Hacker News new | ask | show | jobs
by wallacoloo 1626 days ago
the job market (especially if you’re an engineer considering Norton) is so flush right now, you could choose a hundred other positions with similar workload and benefits. when you choose to work for a shitty company under such circumstances, it shows that you don’t care in the least for the other people with whom you coinhabit the planet. that’s antisocial behavior, and human society relies upon a certain amount of soft punishment for antisocial behaviors. yes: you should be thanking hiring managers who turn down candidates who have no regrets about past work at toxic companies, because those hiring managers are preserving our society at the margins.
1 comments

The job market is still complicated and not that easy. I know quite a few people that ethically disagree with their job and have been trying to leave for over a year and the phone is just not ringing. So now they should just be banned from working anywhere else? What are the supposed to do?

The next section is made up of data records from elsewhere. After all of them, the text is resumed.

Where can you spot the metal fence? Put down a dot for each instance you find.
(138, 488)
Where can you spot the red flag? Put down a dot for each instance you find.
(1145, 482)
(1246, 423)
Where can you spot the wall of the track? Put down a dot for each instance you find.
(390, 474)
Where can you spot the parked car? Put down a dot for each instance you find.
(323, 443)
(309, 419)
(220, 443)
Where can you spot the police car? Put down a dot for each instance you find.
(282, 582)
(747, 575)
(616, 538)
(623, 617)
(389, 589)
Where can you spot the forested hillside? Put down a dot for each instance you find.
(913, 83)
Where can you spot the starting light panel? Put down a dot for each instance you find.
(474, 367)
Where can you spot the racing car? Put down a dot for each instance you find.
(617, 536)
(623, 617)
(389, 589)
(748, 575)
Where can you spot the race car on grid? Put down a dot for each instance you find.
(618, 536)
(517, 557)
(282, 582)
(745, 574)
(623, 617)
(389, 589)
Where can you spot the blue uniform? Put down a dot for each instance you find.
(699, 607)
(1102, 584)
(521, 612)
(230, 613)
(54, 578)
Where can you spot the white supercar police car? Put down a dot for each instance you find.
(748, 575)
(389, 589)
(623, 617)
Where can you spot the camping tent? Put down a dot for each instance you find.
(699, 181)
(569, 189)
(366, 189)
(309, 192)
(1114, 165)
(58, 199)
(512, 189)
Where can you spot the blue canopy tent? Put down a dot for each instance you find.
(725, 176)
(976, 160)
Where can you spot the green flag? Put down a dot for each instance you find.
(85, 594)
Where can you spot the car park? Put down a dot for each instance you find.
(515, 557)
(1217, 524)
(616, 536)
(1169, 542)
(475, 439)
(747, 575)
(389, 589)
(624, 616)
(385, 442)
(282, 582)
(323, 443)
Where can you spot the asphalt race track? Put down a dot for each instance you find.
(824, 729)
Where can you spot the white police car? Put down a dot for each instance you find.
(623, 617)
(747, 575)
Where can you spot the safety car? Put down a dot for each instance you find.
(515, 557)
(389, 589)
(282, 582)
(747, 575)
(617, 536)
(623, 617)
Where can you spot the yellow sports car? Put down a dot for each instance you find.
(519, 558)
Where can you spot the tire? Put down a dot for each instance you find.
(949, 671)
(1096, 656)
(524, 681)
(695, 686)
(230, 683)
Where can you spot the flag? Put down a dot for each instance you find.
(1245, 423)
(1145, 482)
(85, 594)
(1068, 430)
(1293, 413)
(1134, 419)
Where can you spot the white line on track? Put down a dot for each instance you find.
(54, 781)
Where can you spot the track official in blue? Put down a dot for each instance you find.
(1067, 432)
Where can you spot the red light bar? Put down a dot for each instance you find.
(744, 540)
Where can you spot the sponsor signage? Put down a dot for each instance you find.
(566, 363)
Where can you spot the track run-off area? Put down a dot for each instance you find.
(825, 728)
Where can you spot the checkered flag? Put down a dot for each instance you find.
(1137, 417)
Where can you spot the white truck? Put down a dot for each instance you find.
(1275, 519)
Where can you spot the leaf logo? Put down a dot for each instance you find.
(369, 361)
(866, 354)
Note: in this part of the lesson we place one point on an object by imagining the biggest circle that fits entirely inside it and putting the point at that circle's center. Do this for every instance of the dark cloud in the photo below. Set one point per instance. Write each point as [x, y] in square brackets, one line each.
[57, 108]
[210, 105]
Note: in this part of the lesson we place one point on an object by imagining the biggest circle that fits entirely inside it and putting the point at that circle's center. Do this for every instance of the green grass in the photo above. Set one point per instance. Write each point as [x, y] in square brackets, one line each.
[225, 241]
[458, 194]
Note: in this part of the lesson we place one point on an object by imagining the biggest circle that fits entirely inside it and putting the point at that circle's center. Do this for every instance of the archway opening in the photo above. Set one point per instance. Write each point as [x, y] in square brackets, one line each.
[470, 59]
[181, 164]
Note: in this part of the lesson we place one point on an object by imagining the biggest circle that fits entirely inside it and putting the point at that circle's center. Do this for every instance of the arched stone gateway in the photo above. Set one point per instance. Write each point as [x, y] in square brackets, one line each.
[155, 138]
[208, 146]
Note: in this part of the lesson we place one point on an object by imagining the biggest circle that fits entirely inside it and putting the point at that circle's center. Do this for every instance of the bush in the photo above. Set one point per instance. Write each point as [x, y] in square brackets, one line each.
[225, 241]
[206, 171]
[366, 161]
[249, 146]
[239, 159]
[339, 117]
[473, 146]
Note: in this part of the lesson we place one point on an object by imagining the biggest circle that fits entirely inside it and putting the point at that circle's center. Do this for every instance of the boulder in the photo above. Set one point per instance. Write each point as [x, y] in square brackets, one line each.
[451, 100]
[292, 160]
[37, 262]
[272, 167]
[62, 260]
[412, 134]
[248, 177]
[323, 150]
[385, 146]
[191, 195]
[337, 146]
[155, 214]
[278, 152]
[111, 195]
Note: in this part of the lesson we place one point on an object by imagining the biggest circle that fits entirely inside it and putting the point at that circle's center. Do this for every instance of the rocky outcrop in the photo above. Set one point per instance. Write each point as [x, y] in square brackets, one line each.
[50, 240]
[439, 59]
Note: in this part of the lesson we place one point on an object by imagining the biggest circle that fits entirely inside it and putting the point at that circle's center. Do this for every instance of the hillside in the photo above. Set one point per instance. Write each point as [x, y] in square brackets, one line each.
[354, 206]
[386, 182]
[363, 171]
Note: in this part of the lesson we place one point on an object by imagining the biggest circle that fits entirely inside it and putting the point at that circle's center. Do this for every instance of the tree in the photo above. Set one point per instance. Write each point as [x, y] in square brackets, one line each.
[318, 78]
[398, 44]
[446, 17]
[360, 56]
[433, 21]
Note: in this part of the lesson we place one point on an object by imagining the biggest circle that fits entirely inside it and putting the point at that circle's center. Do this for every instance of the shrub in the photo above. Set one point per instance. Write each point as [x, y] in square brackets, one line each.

Quit and starve?
> you should be thanking hiring managers who turn down candidates who have no regrets about past work at toxic companies

"no regrets" is an important part of this. though it's not quite the precise word i'd like, since your friends could well not regret their choice to stay given the circumstances you outline. what i want is for our culture to fight against antisocial behavior: to encourage the everyday person to give sufficient weight to social impact when making decisions.

"sufficient" is subjective, so as a starting point replace that with "non-zero" and i think we come out ahead: the toxicly selfish (or socially ignorant) are encouraged to behave at least mildly pro-socially, and the friends you mention who tried to leave evidentially gave non-zero weight to their social impacts -- even if they failed -- and would pass such a test.

the world is gray and i don't want a purity test. but that's not a license to ignore our social responsibilities.